Written in 463 BC, Suppliants tells the story of women fleeing their homeland in search of safety — asylum seekers by another name. Two and a half thousand years later, Border Crossings travelled to Turkey to develop a contemporary version of the play in direct dialogue with Syrian women who have lived that flight themselves. These women shared their testimonies, performed the original choruses, and helped reshape the work from the inside out.
The result is a piece of theatre that refuses easy narratives.
SUPPLIANTS OF SYRIA confronts the yawning gap between how refugees are talked about — in headlines, soundbites, and online comment sections — and the brutal reality of what displacement actually looks like day to day. By placing filmed testimonies into live conversation with actors, the production doesn’t “represent” refugee voices. It centres them.
And crucially, it doesn’t let the audience off the hook.
Using the ancient Greek model of theatre as democracy, every performance becomes a civic space. Audiences don’t just listen; they participate. Each show is preceded by a short talk from a refugee or NGO worker, followed by music and dance from local refugee communities. There are even pre-show dinners designed to bring refugees and young people face-to-face with civic dignitaries, journalists, health workers, and politicians — not across podiums, but across tables.
Art as meeting place. Theatre as action.
Artistic Director Michael Walling puts it plainly:
“There is a crisis — but it’s to do with the reception of refugees, not the people themselves. In our public debates, the one voice that is never heard is that of the refugee.”
That silence is what SUPPLIANTS OF SYRIA sets out to break.
Developed in partnership with refugee charity Meryem Kadın Kooperatifi and Çukurova University’s Film Department, the production also works with Turkish creatives including video artist Kıvanç Türkgeldі and producer Ilke Sanlier, ensuring voices that cannot physically travel to London are still fully present in the room. Solidarity tickets further commit to the idea that this conversation belongs to those with lived experience — not just those with opinions.

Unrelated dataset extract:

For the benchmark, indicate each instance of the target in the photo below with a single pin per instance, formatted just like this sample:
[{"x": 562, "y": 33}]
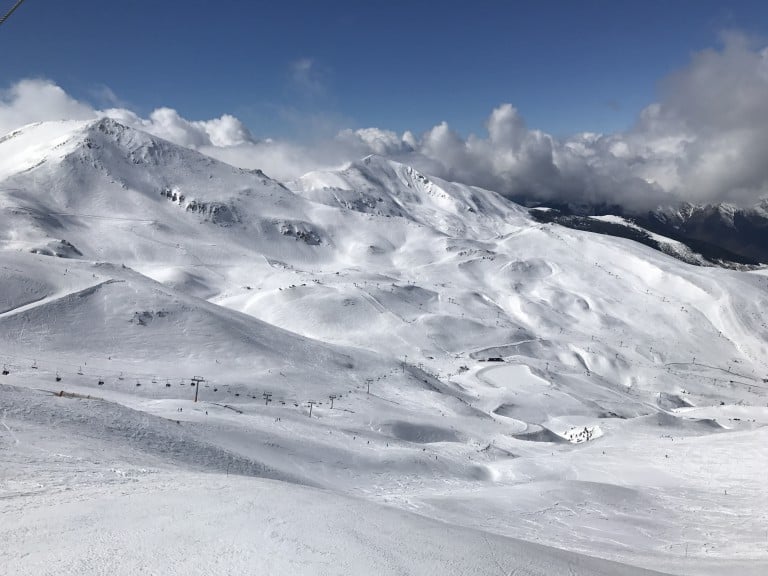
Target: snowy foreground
[{"x": 401, "y": 376}]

This is theatre that remembers its roots.
Not escapism. Not spectacle for spectacle’s sake. But a communal space where stories matter, voices are heard, and democracy is rehearsed — live, messy, and unresolved.
And honestly? In a time when words like “refugee”, “asylum seeker” and “migrant” are too often weaponised, a show like this feels less like an artistic choice and more like a moral one.
If theatre still has the power to change how we see each other — and I firmly believe it does — then SUPPLIANTS OF SYRIA is exactly where that power lives.
Grace’s satchel is heavy with history on this one — and rightly so.